I am all for spontaneous enthusiasm but the standing ovation is a filthy American habit that I think should be discouraged.
In New York the standing ovation is now a meaningless nightly ritual. Unless the show is a real stinker a Broadway audience will leap to its feet almost before the curtain has fallen. I've always assumed this had two explanations. One is that, if you've paid 100 bucks or more for a ticket, you have to justify to yourself the worth of your investment.
The other is that Americans like to feel they themselves are all in showbusiness. And what better way to advertise one's enthusiasm than by shooting out of one's stall, as if an electric current has passed up one's bum, and letting out those peculiar war-whoops that in the States betoken excitement.
I really do try to fight the masses on this. I will stay seated if I don't think it was that good a performance. I don't really agree with Billington that the Standing Ovation is about the audience membet being seen doing it.
From my experience, the audience members who start the standing ovation really do seem to be carried away by something about the show.
The one constant about the phenomena of the obligatory standing ovation is that it never starts from the back. It is always a few people in the first six rows that standup. From there, it can spread backwards like a growing wave. Or, sometimes these first standing ovators will replicate someplace else, and then the groups begin to multiply until a majority of the audience is consumed.

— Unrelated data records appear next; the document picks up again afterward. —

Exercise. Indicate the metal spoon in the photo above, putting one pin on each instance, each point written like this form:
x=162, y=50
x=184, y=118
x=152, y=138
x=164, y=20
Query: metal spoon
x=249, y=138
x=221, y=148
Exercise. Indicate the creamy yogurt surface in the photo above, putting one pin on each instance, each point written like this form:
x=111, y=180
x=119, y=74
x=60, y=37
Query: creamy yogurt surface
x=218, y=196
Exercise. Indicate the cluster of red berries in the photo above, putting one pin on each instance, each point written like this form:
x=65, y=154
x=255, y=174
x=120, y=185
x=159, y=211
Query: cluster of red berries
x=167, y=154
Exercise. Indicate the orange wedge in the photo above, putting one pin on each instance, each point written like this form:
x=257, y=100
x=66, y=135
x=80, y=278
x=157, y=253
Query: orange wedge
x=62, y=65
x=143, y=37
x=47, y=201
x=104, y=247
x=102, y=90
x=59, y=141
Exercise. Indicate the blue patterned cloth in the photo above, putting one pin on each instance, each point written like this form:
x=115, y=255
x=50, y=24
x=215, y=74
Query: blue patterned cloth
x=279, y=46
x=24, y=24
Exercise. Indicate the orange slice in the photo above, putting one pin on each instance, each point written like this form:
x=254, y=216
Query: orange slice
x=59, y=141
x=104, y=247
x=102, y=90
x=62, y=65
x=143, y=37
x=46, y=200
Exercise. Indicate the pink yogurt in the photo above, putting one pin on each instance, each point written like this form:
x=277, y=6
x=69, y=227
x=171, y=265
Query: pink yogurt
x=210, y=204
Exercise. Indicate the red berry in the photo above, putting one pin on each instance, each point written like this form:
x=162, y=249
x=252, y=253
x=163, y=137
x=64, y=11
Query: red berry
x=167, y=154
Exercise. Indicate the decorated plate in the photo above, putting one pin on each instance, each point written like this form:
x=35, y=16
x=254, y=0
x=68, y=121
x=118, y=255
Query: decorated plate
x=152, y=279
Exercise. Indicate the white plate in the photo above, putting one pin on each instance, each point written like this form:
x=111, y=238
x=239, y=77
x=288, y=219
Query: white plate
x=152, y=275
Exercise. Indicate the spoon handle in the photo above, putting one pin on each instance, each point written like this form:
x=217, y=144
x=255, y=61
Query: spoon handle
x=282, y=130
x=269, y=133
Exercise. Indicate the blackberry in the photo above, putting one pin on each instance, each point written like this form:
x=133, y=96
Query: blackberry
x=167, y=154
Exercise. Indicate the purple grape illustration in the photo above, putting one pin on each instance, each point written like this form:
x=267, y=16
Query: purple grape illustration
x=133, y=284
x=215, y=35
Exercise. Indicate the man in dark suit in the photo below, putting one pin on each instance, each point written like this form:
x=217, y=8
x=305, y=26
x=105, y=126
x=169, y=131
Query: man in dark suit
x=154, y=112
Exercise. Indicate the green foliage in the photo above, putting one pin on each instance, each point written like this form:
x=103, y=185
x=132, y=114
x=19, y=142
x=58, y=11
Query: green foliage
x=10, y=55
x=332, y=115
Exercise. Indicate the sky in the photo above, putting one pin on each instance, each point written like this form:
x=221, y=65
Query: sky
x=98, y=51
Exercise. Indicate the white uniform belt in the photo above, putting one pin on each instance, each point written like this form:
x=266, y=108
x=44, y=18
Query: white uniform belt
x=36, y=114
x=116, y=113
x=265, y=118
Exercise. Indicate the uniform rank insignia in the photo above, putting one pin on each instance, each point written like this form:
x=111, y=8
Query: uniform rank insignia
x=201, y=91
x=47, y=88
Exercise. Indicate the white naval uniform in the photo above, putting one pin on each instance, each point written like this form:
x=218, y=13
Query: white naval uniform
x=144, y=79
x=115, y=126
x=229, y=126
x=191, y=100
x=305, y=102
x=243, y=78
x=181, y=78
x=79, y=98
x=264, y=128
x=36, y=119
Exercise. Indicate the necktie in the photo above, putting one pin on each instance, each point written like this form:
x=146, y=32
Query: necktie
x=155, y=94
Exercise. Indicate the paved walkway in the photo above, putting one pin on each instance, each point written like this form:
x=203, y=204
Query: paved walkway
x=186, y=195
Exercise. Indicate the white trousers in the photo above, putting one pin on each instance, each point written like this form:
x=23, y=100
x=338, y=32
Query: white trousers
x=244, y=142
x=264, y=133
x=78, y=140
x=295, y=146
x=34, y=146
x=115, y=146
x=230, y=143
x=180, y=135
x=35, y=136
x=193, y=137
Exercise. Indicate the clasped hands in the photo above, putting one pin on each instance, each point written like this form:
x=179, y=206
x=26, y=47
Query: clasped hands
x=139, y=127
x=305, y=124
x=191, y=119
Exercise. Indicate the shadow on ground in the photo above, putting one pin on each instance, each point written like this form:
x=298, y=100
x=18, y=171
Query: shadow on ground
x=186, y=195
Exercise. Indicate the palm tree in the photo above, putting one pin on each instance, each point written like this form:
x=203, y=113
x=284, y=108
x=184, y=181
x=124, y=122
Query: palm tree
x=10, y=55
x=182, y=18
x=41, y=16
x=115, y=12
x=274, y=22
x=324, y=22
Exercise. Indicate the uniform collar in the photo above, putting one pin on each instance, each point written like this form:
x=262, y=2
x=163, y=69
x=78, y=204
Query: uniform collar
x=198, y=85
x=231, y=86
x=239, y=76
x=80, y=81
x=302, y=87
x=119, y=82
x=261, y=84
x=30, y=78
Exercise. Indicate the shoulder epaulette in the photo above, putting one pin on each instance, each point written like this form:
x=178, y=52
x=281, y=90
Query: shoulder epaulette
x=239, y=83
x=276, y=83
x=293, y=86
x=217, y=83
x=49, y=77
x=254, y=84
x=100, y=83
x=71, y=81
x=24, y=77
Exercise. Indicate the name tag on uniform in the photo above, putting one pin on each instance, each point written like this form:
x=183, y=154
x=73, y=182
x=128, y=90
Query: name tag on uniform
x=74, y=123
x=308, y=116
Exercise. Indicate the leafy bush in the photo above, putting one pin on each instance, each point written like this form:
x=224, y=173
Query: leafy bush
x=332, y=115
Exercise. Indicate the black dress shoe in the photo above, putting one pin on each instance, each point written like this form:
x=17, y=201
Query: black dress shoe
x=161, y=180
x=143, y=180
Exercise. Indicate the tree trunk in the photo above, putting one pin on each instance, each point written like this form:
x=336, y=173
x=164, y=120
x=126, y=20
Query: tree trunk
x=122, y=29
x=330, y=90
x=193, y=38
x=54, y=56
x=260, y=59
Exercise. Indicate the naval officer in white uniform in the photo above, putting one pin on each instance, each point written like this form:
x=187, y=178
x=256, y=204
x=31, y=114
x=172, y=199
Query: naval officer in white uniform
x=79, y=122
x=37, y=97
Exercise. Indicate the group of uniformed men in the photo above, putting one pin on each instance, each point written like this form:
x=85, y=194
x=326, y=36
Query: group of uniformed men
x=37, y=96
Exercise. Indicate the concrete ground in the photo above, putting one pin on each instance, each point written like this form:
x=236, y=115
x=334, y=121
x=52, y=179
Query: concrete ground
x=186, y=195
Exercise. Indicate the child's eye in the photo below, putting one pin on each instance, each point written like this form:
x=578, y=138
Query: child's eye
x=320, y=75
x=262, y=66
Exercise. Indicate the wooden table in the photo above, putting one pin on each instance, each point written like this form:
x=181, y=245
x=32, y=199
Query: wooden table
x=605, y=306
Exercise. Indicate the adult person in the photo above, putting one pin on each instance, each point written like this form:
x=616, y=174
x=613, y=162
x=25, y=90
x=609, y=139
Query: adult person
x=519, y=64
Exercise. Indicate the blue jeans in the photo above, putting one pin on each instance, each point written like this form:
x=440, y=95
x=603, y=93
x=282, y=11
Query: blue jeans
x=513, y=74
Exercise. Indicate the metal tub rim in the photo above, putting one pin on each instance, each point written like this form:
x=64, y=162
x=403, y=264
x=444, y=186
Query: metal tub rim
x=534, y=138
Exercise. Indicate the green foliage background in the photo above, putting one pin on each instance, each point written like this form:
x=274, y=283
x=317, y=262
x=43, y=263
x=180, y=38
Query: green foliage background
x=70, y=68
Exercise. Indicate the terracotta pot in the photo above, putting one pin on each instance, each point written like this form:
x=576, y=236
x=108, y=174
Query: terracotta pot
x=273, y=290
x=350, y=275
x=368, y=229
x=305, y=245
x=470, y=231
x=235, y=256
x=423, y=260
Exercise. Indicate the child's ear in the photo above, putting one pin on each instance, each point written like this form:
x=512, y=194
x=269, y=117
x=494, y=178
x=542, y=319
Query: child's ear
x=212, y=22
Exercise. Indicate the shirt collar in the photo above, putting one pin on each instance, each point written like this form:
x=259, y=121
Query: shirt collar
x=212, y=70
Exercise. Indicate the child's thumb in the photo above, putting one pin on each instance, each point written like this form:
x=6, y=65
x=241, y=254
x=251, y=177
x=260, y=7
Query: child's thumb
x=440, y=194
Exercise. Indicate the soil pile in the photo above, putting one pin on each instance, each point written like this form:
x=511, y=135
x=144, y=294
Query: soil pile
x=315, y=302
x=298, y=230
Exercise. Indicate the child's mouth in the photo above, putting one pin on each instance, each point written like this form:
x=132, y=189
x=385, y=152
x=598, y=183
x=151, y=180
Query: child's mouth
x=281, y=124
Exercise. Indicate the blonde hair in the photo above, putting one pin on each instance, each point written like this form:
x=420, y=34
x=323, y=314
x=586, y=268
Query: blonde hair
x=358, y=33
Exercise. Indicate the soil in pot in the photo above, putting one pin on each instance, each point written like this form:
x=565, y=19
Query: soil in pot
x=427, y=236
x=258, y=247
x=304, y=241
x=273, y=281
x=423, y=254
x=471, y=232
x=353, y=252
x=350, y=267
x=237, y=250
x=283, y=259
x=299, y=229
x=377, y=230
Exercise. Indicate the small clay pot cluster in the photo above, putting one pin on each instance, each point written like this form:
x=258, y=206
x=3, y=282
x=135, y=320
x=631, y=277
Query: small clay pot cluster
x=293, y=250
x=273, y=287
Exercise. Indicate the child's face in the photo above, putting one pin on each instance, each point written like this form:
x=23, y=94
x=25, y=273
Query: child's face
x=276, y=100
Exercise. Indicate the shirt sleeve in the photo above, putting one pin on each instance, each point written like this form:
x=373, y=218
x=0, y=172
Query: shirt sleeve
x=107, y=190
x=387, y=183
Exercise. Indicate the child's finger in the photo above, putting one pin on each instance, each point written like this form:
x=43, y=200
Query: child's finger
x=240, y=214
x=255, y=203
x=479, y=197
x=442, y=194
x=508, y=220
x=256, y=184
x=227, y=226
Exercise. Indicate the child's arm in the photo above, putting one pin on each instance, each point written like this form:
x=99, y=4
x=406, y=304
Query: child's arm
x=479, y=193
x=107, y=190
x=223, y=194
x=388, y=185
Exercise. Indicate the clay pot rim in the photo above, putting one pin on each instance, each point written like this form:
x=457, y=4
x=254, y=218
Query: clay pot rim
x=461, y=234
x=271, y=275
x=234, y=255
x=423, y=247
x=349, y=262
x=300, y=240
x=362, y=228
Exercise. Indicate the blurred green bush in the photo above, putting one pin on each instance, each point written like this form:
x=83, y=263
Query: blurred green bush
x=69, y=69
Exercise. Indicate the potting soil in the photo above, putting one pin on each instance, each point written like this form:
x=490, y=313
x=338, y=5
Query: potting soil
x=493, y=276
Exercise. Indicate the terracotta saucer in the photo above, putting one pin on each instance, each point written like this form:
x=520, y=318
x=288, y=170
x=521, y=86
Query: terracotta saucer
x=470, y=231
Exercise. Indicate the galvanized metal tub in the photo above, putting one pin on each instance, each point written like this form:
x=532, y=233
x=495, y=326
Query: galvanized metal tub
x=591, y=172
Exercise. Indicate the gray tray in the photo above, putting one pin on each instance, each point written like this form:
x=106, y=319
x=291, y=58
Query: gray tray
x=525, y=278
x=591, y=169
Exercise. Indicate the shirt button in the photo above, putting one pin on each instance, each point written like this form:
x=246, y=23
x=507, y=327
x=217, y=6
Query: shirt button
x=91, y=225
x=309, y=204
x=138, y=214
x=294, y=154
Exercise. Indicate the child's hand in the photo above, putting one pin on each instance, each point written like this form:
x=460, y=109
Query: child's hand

But the start of the wave, the "electric bum shock" is most often a true enthusiasm. Maybe enough of the American public doesn't see live theatrical performances enough to really have a perspective on what is exceptional as opposed to what is excellent, what is fair, and what is serviceable.
In other words, if enough people in the first few rows haven't seen a stage show since that touring Shakespeare production in 6th grade, then I can forgive them for being out of their minds with enthusiasm when the realize: "that actual live person just made me cry with grief and tragedy, I want to thank them."
As for the rest of the audience, I can't imagine what is happening in their heads. Reading the body language it is clear that they do not want to rise, they don't feel that enthusiasm. However, they do it just the same.